ABSTRACT

The run sizes of regular fractional factorial designs must be prime numbers or powers of prime numbers. Nonregular designs are more flexible in run sizes and are more abundant. For example, if the Hadamard conjecture is true, then Hadamard designs can be constructed for every run size that is a multiple of 4. The economy in run sizes makes these designs suitable for factor-screening experiments where the primary objective is to identify important factors for further exploration. In this chapter we briefly discuss some properties of nonregular designs and how some of the results presented in previous chapters can be extended to nonregular designs. The aliasing of factorial effects under a nonregular design is more complex than that under a regular design. This, however, leads to interesting projection properties with important implications. A design with good projections onto small subsets of factors can provide useful information in factor-screening experiments. For two-level designs, Deng and Tang (1999) proposed a generalized minimum aberration criterion as an extension of minimum aberration to nonregular designs.

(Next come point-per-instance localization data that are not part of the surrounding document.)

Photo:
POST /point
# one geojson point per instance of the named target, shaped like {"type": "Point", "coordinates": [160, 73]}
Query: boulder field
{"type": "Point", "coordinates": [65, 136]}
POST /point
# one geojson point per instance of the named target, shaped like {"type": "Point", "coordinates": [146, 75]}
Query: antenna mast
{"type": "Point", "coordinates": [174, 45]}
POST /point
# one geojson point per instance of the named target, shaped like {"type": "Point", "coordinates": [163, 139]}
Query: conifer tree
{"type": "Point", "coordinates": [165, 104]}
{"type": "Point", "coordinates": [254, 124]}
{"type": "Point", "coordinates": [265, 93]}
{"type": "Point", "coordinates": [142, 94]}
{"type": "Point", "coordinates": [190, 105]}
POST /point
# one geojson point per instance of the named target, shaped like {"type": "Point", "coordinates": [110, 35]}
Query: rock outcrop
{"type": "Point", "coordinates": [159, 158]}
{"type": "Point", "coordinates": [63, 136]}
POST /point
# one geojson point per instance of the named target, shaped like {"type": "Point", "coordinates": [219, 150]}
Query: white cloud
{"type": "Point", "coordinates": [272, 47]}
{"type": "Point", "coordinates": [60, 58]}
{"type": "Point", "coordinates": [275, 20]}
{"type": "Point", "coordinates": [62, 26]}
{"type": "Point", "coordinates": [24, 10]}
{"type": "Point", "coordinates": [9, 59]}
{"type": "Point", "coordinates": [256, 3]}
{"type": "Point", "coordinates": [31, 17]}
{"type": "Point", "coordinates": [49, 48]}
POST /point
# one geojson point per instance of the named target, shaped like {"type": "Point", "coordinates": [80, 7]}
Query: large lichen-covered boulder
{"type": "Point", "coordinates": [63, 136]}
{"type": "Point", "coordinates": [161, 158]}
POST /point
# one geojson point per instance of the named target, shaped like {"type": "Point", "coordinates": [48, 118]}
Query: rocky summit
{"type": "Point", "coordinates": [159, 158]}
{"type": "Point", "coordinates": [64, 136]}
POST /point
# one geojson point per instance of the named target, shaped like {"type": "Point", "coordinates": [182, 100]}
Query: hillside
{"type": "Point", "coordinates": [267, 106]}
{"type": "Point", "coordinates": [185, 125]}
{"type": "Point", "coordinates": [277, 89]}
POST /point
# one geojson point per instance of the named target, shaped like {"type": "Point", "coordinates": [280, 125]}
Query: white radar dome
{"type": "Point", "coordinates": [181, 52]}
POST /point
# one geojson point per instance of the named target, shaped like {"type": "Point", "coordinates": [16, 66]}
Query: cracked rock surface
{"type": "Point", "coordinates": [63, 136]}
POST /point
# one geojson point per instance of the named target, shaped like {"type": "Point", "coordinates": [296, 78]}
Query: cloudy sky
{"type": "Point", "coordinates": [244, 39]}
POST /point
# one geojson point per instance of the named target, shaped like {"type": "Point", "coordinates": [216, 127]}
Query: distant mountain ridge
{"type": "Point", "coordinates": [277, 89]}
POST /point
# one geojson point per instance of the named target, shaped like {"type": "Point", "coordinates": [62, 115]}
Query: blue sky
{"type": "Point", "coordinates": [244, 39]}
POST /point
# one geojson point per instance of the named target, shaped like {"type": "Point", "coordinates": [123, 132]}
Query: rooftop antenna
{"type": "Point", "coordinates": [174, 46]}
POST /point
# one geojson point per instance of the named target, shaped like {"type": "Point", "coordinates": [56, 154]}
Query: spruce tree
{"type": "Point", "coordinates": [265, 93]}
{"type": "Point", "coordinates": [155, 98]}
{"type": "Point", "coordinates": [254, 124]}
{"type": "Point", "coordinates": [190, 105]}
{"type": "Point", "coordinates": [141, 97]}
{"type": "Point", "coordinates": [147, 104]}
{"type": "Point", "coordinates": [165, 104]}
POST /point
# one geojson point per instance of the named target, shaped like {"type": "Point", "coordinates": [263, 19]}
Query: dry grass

A simpler version, called minimum G2-aberration, was proposed in Tang and Deng (1999). When applied to regular designs, both versions are the same as minimum aberration. We concentrate on minimum G2-aberration and its generalizations, including Xu and Wu’s (2001) extension to mixed-level designs. When regular designs are available, there often exist better nonregular designs than minimum aberration regular designs under the generalized minimum aberration criterion. We also present some results on two-level supersaturated designs. Such designs, with more factors than the available degrees of freedom, are useful for factor screening. Other topics covered include parallel flats designs and saturated designs for hierarchical models.